/webalyzer

[UNMAINTAINED] Collects web code for analysis and reporting.

Primary LanguagePythonBSD 3-Clause "New" or "Revised" LicenseBSD-3-Clause

Webalyzer - Collects web code for analysis and reporting

Webalyzer helps you collect HTML from live web pages and run analysis on the the HTML in batches for reporting purposes.

Requirements

  • PostgreSQL
  • Redis
  • Python & pip
  • node & npm

Setup

  1. Start your PostgreSQL and Redis servers

  2. Create and activate a virtual environment:

     virtualenv venv
     source venv/bin/activate
    
  3. Install python requirements from the requirements.txt file:

     pip install -r requirements.txt
    

Ideally you should use peep to assure you don't install anything that hasn't been vetted for:

    pip install peep
    peep install -r requirements.txt
  1. Install node requirements:

     npm install -g crass yuglify
    
  2. Create postgres database:

     createdb webalyzer
    
  3. Add default environment variable settings in .env file:

     SECRET_KEY=terrible-secret
     DEBUG=True
     ALLOWED_HOSTS=*
     DATABASE_URL=postgresql://<username>@localhost:5432/webalyzer
    
  4. Run migrations:

     python manage.py migrate
    

Run

Run the django server:

    python manage.py runserver

Run the message queue worker:

    python manage.py celeryd

By default the message queue (using celery) uses the same database as the site depends on.
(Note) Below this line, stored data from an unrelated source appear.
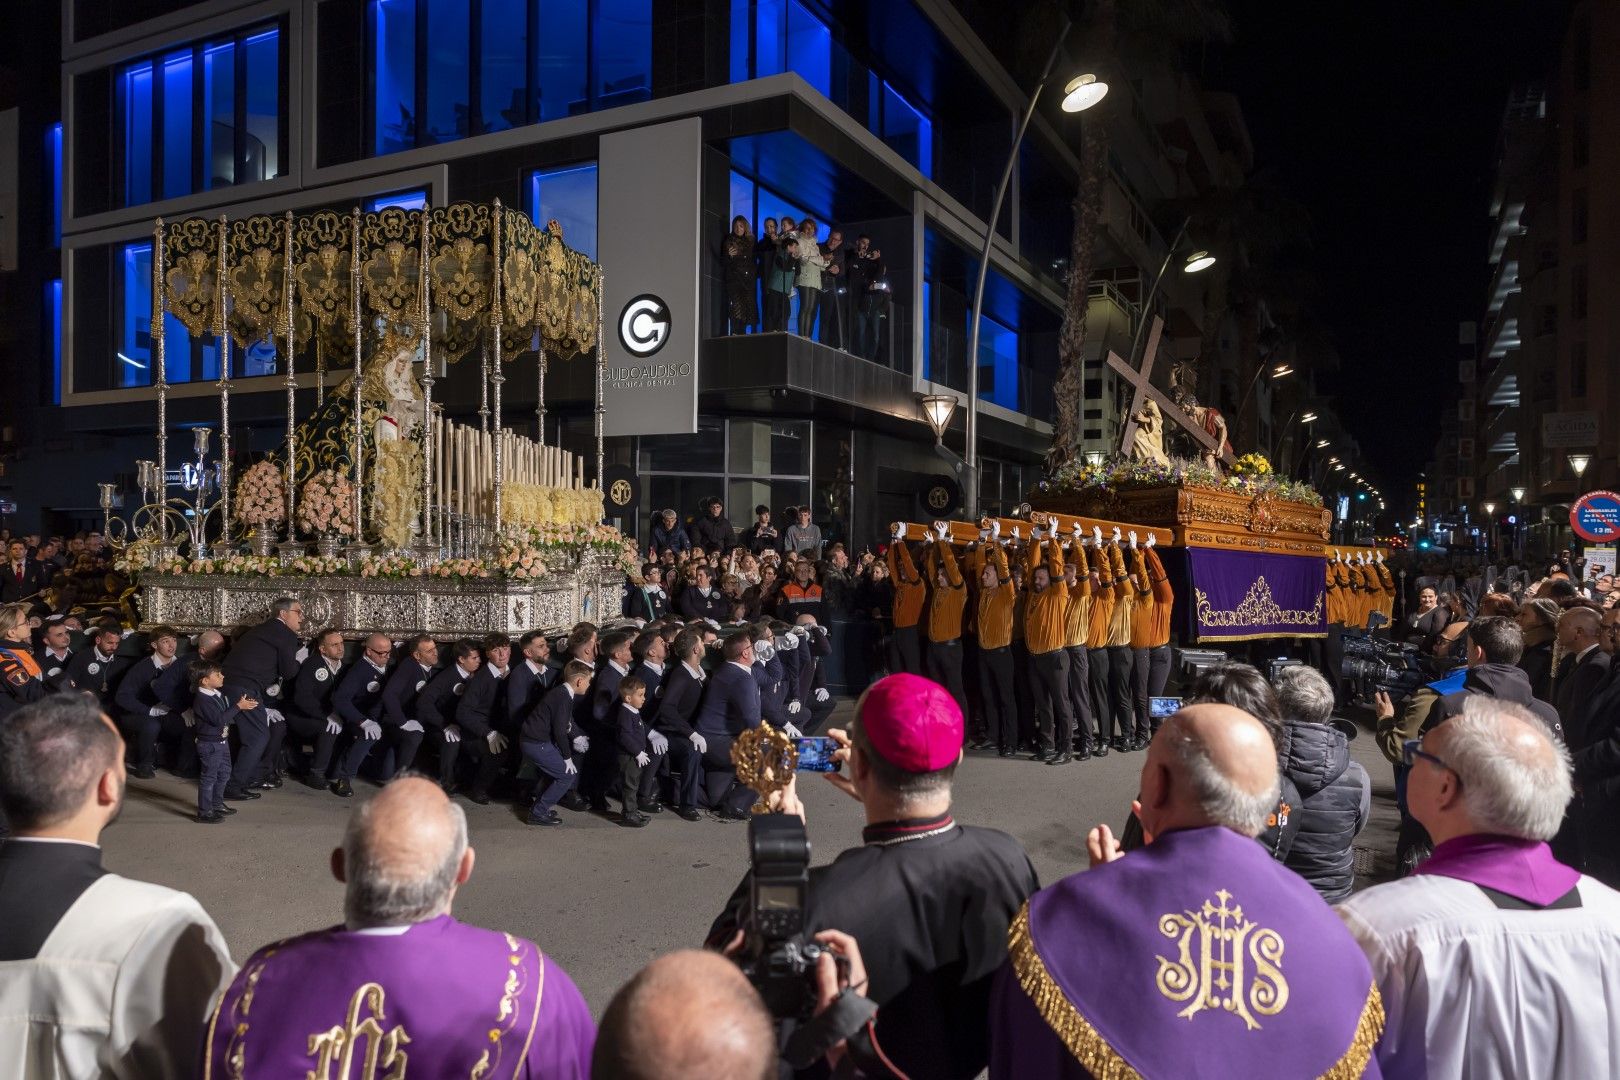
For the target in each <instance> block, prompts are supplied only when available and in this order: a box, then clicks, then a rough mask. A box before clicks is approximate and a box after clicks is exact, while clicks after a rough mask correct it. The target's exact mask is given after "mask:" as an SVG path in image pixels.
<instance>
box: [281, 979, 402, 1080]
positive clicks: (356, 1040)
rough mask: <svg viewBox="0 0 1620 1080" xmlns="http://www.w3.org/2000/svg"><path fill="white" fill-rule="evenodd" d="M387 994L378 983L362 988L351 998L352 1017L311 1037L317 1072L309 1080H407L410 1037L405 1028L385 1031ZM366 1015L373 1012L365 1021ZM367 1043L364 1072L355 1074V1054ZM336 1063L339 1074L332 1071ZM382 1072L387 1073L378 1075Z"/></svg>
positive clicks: (312, 1053) (345, 1019)
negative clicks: (404, 1049) (407, 1059)
mask: <svg viewBox="0 0 1620 1080" xmlns="http://www.w3.org/2000/svg"><path fill="white" fill-rule="evenodd" d="M384 997H386V993H384V989H382V986H379V984H377V983H366V984H363V986H360V989H356V991H355V993H353V996H352V997H350V999H348V1015H347V1017H345V1018H343V1023H342V1025H339V1027H332V1028H327V1030H326V1031H316V1033H314V1035H311V1036H309V1056H311V1057H314V1059H316V1064H314V1069H311V1070H309V1072H306V1074H305V1080H405V1064H407V1054H405V1051H403V1046H405V1044H407V1043H410V1035H407V1033H405V1028H403V1025H397V1027H392V1028H384V1025H386V1023H387V1015H386V1001H384ZM363 1012H369V1014H371V1015H366V1017H364V1018H361V1014H363ZM361 1043H364V1056H363V1057H361V1061H360V1072H358V1074H352V1069H353V1065H355V1052H356V1049H360V1046H361ZM334 1064H335V1065H337V1072H332V1067H334ZM379 1069H382V1070H386V1072H377V1070H379Z"/></svg>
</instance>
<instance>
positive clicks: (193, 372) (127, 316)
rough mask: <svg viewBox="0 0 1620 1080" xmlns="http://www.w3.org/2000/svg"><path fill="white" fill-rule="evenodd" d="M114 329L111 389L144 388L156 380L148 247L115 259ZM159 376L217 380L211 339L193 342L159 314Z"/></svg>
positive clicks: (174, 324)
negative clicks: (160, 355)
mask: <svg viewBox="0 0 1620 1080" xmlns="http://www.w3.org/2000/svg"><path fill="white" fill-rule="evenodd" d="M117 270H118V280H117V285H118V304H117V309H118V325H117V330H115V332H113V356H112V364H113V377H112V385H113V387H147V385H152V381H154V377H156V364H157V358H156V355H154V353H152V244H151V243H139V244H125V246H123V249H122V251H120V259H118V267H117ZM164 372H165V377H167V379H168V382H196V381H214V379H219V348H217V347H215V342H214V338H212V337H207V338H201V340H193V338H191V335H190V334H188V332H186V327H185V324H183V322H180V319H177V317H175V316H173V313H167V311H165V313H164Z"/></svg>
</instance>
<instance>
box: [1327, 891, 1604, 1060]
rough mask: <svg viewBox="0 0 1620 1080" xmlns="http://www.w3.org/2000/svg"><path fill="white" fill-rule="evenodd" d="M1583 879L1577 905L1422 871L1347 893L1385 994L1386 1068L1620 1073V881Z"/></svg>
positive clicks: (1349, 903) (1383, 1002) (1383, 995)
mask: <svg viewBox="0 0 1620 1080" xmlns="http://www.w3.org/2000/svg"><path fill="white" fill-rule="evenodd" d="M1578 889H1579V895H1581V907H1578V908H1562V910H1528V912H1526V910H1500V908H1497V905H1495V904H1492V900H1490V899H1489V897H1487V895H1486V894H1484V892H1482V891H1481V889H1479V886H1474V884H1471V882H1468V881H1460V879H1455V878H1442V876H1439V874H1417V876H1414V878H1403V879H1401V881H1392V882H1390V884H1383V886H1375V887H1372V889H1367V891H1366V892H1359V894H1356V895H1353V897H1349V899H1348V900H1345V902H1343V904H1340V905H1338V908H1336V910H1338V915H1340V918H1343V920H1345V926H1348V928H1349V933H1351V934H1353V936H1354V938H1356V941H1358V944H1361V947H1362V950H1364V952H1366V954H1367V962H1369V963H1371V965H1372V978H1374V980H1375V981H1377V984H1379V993H1380V994H1382V996H1383V1012H1385V1017H1387V1020H1385V1027H1383V1038H1382V1040H1379V1065H1380V1067H1382V1070H1383V1075H1385V1077H1424V1075H1427V1077H1434V1078H1435V1080H1440V1078H1443V1077H1456V1078H1461V1077H1524V1078H1526V1080H1529V1078H1531V1077H1534V1080H1555V1078H1560V1077H1567V1078H1568V1080H1591V1078H1596V1077H1614V1075H1620V892H1615V891H1614V889H1609V887H1607V886H1604V884H1601V882H1597V881H1594V879H1592V878H1588V876H1584V874H1583V876H1581V881H1579V886H1578Z"/></svg>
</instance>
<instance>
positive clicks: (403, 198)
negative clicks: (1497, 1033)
mask: <svg viewBox="0 0 1620 1080" xmlns="http://www.w3.org/2000/svg"><path fill="white" fill-rule="evenodd" d="M361 206H363V207H364V209H366V212H368V214H376V212H377V210H386V209H389V207H394V209H400V210H420V209H423V207H424V206H428V189H426V188H416V189H413V191H390V193H387V194H377V196H373V198H369V199H366V201H364V202H361Z"/></svg>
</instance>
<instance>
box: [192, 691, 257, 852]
mask: <svg viewBox="0 0 1620 1080" xmlns="http://www.w3.org/2000/svg"><path fill="white" fill-rule="evenodd" d="M224 685H225V672H224V670H220V667H219V664H209V662H207V661H199V662H198V664H194V665H193V667H191V688H193V690H194V691H196V696H194V698H193V699H191V716H193V717H196V722H194V724H193V737H194V738H196V742H198V764H199V766H201V767H203V776H201V777H199V779H198V821H199V823H203V824H211V826H212V824H219V823H220V821H224V819H225V814H233V813H237V811H235V808H232V806H227V805H225V784H228V782H230V725H232V724H233V722H235V721H237V719H238V717H240V716H241V714H243V712H251V711H253V709H258V708H259V703H258V701H254V699H253V698H249V696H246V695H243V696H240V698H238V699H237V704H230V703H228V701H225V695H222V693H220V687H224Z"/></svg>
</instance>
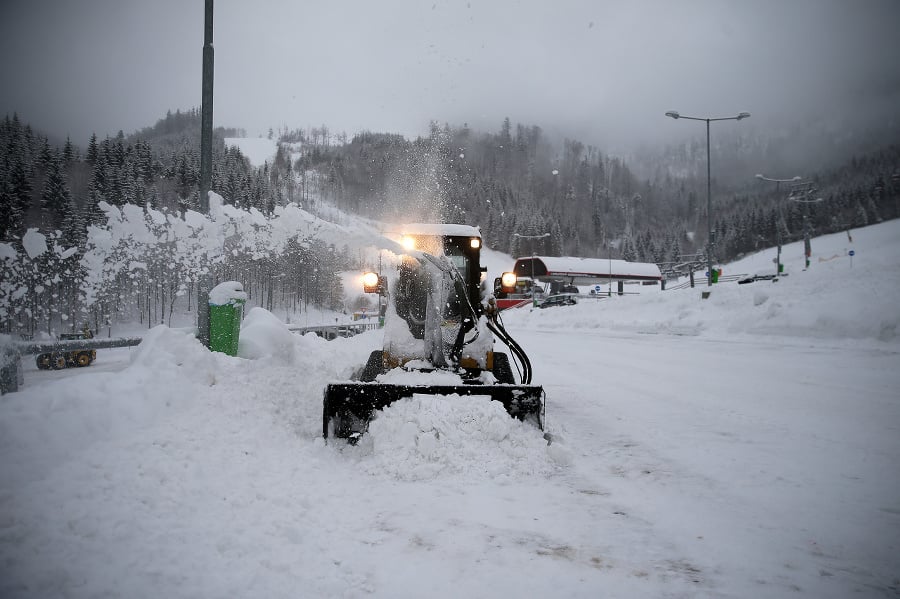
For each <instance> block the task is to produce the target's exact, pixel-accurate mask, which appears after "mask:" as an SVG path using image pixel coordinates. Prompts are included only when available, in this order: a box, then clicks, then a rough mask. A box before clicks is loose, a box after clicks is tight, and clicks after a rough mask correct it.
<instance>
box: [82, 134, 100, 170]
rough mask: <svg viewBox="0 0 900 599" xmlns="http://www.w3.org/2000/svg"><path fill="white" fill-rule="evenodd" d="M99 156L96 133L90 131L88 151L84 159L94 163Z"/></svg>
mask: <svg viewBox="0 0 900 599" xmlns="http://www.w3.org/2000/svg"><path fill="white" fill-rule="evenodd" d="M99 158H100V150H99V148H98V147H97V134H96V133H92V134H91V141H89V142H88V151H87V155H86V156H85V160H86V161H87V162H88V164H91V165H96V164H97V161H98V160H99Z"/></svg>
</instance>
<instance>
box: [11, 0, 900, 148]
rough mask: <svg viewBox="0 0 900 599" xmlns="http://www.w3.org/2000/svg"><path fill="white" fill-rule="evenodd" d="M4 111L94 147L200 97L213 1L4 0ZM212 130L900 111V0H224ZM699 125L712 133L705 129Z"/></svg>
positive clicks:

This makes it easy for local development.

To override this to use a RabbitMQ server or something like that set the environment variable BROKER_URL. For example:

    export BROKER_URL="amqp://guest:guest@localhost:5672//"

Use locally

  1. Add a <script> tag to your page for collect.js:

     <script>
     (function() {
     var s = document.createElement('script');
     s.src = 'http://127.0.0.1:8000/static/collect.js';
     s.async=true; s.onload=function() {
         Webalyzer('example.com');
     } document.head.appendChild(s)})();
     </script>
    
  2. Hit your page(s)

  3. Go to the collected analysis page: http://127.0.0.1:8000/analyzer/

There are configuration options available for when you initialize the Webalyzer in that script snippet. For example, instead of:

    Webalyzer('example.com');

You can do this:

    Webalyzer('example.com', {
         doSend: function(html, url) {
             if (getWeather() === 'raining') {
                 return false;
             }
             return true;
         },
         beforeSendHTML: function(html, url) {
             return html.replace(/negative/g, 'positive');
         },
    });

The doSend function gives you an opportunity to cancel the sending, by returning false. You could potentially use this to throttle some of the traffic or perhaps you only want it sent depending on some other condition.

The beforeSendHTML gives you an opportunity to change the HTML that's going to be sent. For example, you might scrub something in the content.